I’m currently upgrading our self-hosted Temporal service from 1.23.1 to 1.24.2, and trying to enable advanced visibility.
I followed the 1.20 and 1.21 release notes on how to upgrade to advanced visibility.
But after the upgrade I get the following error from the history pods when closing the completed workflows:

{
  "level": "error",
  "ts": "2024-12-17T08:52:15.533Z",
  "msg": "Fail to process task",
  "shard-id": 357,
  "address": "10.0.44.17:7234",
  "component": "visibility-queue-processor",
  "wf-namespace-id": "f5d27cca-acb8-4307-8a7f-f02533bf6a2b",
  "wf-id": "temporal-sys-scheduler:9ec56f60-2695-4386-9897-ffa717674c70",
  "wf-run-id": "e08066f0-1780-432a-bdc7-71e8d2592578",
  "queue-task-key": {
    "FireTime": "1970-01-01T00:00:00Z",
    "TaskID": 73400404
  },
  "queue-task-type": "VisibilityUpsertExecution",
  "queue-task": {
    "NamespaceID": "f5d27cca-acb8-4307-8a7f-f02533bf6a2b",
    "WorkflowID": "temporal-sys-scheduler:9ec56f60-2695-4386-9897-ffa717674c70",
    "RunID": "e08066f0-1780-432a-bdc7-71e8d2592578",
    "VisibilityTimestamp": "2024-12-17T08:50:50.176744019Z",
    "TaskID": 73400404,
    "Version": 0
  },
  "wf-history-event-id": 0,
  "error": "unable to upsert workflow execution: Error 3143: Invalid JSON path expression.

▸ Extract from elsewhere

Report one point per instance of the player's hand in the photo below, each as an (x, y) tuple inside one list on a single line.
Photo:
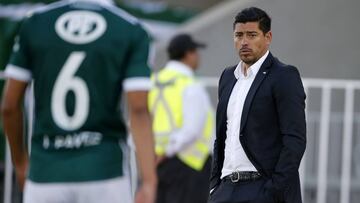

The error is around character position 1.",
  "error-type": "mysql.MySQLError",
  "unexpected-error-attempts": 26,
  "lifecycle": "ProcessingFailed",
  "logging-call-at": "lazy_logger.go:68",
  "stacktrace": "go.temporal.io/server/common/log.(*zapLogger).Error\n\t/home/runner/work/docker-builds/docker-builds/temporal/common/log/zap_logger.go:156\ngo.temporal.io/server/common/log.(*lazyLogger).Error\n\t/home/runner/work/docker-builds/docker-builds/temporal/common/log/lazy_logger.go:68\ngo.temporal.io/server/service/history/queues.(*executableImpl).HandleErr\n\t/home/runner/work/docker-builds/docker-builds/temporal/service/history/queues/executable.go:543\ngo.temporal.io/server/common/tasks.(*FIFOScheduler[...]).executeTask.func1\n\t/home/runner/work/docker-builds/docker-builds/temporal/common/tasks/fifo_scheduler.go:228\ngo.temporal.io/server/common/backoff.ThrottleRetry.func1\n\t/home/runner/work/docker-builds/docker-builds/temporal/common/backoff/retry.go:117\ngo.temporal.io/server/common/backoff.ThrottleRetryContext\n\t/home/runner/work/docker-builds/docker-builds/temporal/common/backoff/retry.go:143\ngo.temporal.io/server/common/backoff.ThrottleRetry\n\t/home/runner/work/docker-builds/docker-builds/temporal/common/backoff/retry.go:118\ngo.temporal.io/server/common/tasks.(*FIFOScheduler[...]).executeTask\n\t/home/runner/work/docker-builds/docker-builds/temporal/common/tasks/fifo_scheduler.go:237\ngo.temporal.io/server/common/tasks.(*FIFOScheduler[...]).processTask\n\t/home/runner/work/docker-builds/docker-builds/temporal/common/tasks/fifo_scheduler.go:215"
}

We use MySQL 8.0.35 for persistence.

Any idea on what I could do to fix/debug that ?

After a closer investigation, we finally understood the issue.

When we first set up Temporal, we unfortunately started with version 1.21.1, which includes a bug in the v1.3 migration of the visibility database, that was later fixed in Temporal 1.21.2.

As a result the expression of the execution_visibility.BuildIds virtual generated column was incorrect, but the issue would only translate into VisibilityUpsertExecution errors once advanced visibility enabled. This explains why we didn’t catch it before our 1.24.2 upgrade.

To allow the history pods to correctly mark the workflows as completed you can manually modify the expression of the column:

ALTER TABLE temporal_visibility.executions_visibility MODIFY COLUMN BuildIds JSON GENERATED ALWAYS AS (search_attributes->"$.BuildIds")

Note that you’ll also have to deal manually with all the workflows that were not correctly marked as completed prior to the fix of the column expression.